Gish Jen is currently teaching fiction writing at the New York University Shanghai. She will give a talk about “Tiger Writing” at M on the Bund on November 20. The book has been translated into Chinese and will be published by the Beijing World Publishing Corporation by the end of the month.

“I’m glad my publisher is very enthusiastic about the outcome of the Chinese edition of my book. I have a big interest in seeing the culture open up and lighten up, and I have a very big interest in helping it float a little bit. Float and be fluid and responsive to human being,” Jen said.

 

What does reading and writing mean to you?

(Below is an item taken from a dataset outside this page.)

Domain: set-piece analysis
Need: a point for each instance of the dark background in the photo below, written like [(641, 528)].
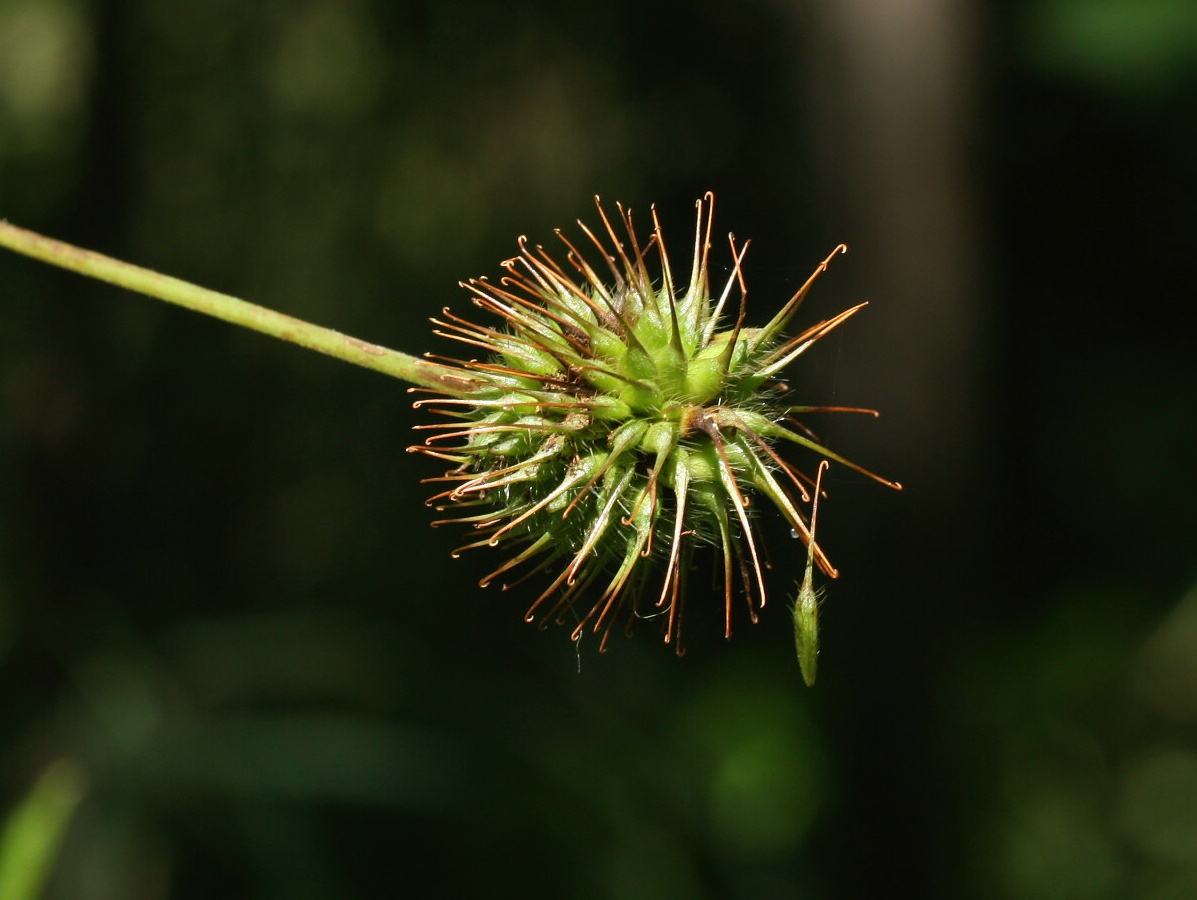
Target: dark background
[(219, 594)]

Reading and writing mean a great many things. They are a source of entertainment; of understanding; of solace; of stimulation; and of pleasure. Of all those things, though, I would probably single out understanding as the most important. We can get the other things from many sources. Reading and writing, though, afford us an unusually direct link to the hearts and minds of others.

What kind of books/stories do you prefer to read these days?

I read everything! I don’t care anymore if the fiction that I read is technically — line-by-line — perfect, only that it is moving. Most recently, though, I have trying to understand what my daughter responds to and why. She loved Gabriel Garcia Marquez’s “One Hundred Years of Solitude” and Annie Dillard’s “Pilgrim at Tinker Creek.” Less interesting to her is a book that we in America tend to assume all teenagers like, “Catcher in the Rye.” Why? — I’m not sure.

What do you think is a major criterion for being a good writer?

A great many things go into a good writer. However, above all, perhaps, good writers must be good listeners; and to be a good listener. A writer must be open-minded and open-hearted.

In which way, do you expect your books to be useful to readers?

I hope they will be useful to people and to the culture. I hope it will steady the part of the culture that’s reflective and thoughtful. And I hope that it will be liberating ... that I have provided a place for reflection that has enabled people to become more thoughtful. I do think that’s a manifestation of an interdependent orientation.

 

About the Author

Gish Jen was born Lillian Jen in 1955 in New York City to Chinese immigrant parents from Shanghai. She has already published five works of fiction and a nonfiction. Her first novel “Typical American” (1991) was one of the finalists for the National Book Critics Circle Award of the year. “Who’s Irish?” (1999), is a collection of eight short stories. Two stories from the collection have recently been selected for the 10-volume world literature anthology published earlier this year by Peking University Press. Both have been translated into Chinese.